Terrorista deveria ser considerado quem faz manifestação em defesa do AI-5 e da tortura. As declarações mostram mais um face de um governo autoritário", afirmou Josué Rocha, da coordenação nacional da Frente Povo Sem Medo.

Um dos líderes do movimento Somos Democracia, Danilo Pássaro criticou o artigo de Mourão. "Ao contrário do que diz o vice, são os apoiadores do governo que expõem seus revólveres e armas." / .

Gandra Martins

O jurista Ives Gandra da Silva Martins afirmou ao Estadão que sua interpretação sobre o artigo 142 da Constituição está sendo distorcida pelos apoiadores do presidente Jair Bolsonaro e também pelos adversários do governo. Segundo ele, seu entendimento é o de que "não há, no artigo, qualquer brecha para fechamento de Poderes".

"Quem fala que permite golpe é ignorante em Direito. Tanto da situação quanto da oposição. As Forças Armadas não têm condição de dar golpe. Se têm, estão violando a Constituição e elas não farão nunca isso", afirmou o jurista, que atuou como consultor jurídico dos deputados que escreveram a Constituição de 1988.

A interpretação de Ives Gandra ao artigo da Constituição é, contudo, mais flexível do que a de outros juristas, para os quais a Carta Magna não permite que as Forças sejam acionadas sequer como poder moderador.

Ao detalhar sua interpretação, Gandra Martins afirmou que o artigo foi inserido pelos deputados constituintes "para nunca ser utilizado". Mesmo assim, citou exemplos hipotéticos nos quais as Forças Armadas poderiam ser invocadas para moderar conflitos.

Um deles, por exemplo, seria na hipótese de o Supremo Tribunal Federal (STF) mandar prender o presidente do Senado caso este não quisesse cumprir uma lei criada pelos magistrados por considerá-la inconstitucional.

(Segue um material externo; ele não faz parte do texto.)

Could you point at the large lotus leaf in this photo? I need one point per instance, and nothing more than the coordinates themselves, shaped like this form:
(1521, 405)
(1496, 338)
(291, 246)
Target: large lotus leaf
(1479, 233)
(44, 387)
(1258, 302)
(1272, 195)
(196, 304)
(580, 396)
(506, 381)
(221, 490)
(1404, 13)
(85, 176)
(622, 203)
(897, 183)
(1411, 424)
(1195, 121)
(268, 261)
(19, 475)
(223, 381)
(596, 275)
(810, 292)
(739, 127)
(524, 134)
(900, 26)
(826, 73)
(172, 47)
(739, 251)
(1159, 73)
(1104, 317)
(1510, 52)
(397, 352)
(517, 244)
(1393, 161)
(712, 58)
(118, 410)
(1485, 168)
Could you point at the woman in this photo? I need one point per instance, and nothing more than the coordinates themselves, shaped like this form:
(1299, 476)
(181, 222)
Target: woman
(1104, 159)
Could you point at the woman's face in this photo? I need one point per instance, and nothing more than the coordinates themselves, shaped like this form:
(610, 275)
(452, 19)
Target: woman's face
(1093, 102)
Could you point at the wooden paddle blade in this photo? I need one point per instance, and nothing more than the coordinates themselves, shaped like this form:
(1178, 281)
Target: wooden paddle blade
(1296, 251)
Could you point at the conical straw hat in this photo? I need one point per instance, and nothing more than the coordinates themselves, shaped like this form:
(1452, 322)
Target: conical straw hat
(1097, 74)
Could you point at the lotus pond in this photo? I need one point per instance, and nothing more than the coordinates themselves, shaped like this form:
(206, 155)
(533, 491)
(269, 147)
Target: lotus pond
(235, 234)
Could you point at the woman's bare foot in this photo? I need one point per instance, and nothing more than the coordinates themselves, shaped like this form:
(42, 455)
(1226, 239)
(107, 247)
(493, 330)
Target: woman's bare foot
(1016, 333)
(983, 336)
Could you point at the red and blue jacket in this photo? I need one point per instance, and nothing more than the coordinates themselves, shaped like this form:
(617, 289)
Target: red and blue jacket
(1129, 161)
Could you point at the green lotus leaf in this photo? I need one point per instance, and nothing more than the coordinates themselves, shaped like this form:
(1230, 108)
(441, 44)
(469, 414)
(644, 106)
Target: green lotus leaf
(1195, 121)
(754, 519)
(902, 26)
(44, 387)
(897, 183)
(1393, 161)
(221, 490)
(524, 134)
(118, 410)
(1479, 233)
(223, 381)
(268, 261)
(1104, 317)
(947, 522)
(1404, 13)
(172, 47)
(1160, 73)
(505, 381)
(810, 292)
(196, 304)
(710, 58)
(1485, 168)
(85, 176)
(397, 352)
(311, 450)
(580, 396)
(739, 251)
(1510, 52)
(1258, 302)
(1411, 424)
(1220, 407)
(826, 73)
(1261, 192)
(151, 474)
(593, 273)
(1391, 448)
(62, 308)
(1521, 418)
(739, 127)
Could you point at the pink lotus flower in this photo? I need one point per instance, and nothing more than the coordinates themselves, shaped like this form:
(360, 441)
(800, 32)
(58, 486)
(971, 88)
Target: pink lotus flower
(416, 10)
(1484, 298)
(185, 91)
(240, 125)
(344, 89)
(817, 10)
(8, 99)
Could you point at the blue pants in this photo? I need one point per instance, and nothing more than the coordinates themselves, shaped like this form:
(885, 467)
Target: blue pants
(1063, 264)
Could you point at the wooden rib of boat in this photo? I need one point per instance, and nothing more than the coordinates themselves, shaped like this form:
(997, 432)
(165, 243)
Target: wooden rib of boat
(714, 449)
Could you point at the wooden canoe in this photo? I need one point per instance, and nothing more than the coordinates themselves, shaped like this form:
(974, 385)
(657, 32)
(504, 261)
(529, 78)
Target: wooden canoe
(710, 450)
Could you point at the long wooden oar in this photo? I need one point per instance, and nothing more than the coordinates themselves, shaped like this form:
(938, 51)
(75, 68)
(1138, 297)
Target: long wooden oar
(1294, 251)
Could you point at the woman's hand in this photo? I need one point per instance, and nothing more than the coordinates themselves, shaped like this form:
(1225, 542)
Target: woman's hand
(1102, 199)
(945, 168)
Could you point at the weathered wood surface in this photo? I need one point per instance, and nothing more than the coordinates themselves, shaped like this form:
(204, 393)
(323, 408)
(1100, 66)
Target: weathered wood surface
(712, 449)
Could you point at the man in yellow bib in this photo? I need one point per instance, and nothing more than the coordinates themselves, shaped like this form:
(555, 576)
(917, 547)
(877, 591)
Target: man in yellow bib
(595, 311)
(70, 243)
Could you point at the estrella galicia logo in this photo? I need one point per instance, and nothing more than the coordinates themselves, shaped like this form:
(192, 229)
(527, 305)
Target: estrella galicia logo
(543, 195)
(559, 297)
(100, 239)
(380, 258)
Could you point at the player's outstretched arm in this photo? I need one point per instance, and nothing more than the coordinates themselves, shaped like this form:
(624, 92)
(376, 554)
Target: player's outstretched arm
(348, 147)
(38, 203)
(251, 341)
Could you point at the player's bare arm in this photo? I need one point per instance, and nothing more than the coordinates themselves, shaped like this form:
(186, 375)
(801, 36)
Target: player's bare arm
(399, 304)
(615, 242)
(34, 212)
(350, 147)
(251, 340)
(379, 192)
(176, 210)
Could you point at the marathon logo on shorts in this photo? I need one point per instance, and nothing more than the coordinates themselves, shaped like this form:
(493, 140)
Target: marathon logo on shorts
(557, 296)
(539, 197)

A Ordem dos Advogados do Brasil (OAB) não considera correta essa interpretação. "A intervenção militar não é possível, sequer pontualmente", afirmou o presidente da Comissão Nacional de Estudos Constitucionais da OAB, Marcus Vinícius Furtado Coêlho. "Nos exemplos citados, as questões não seriam resolvidas com intervenção militar."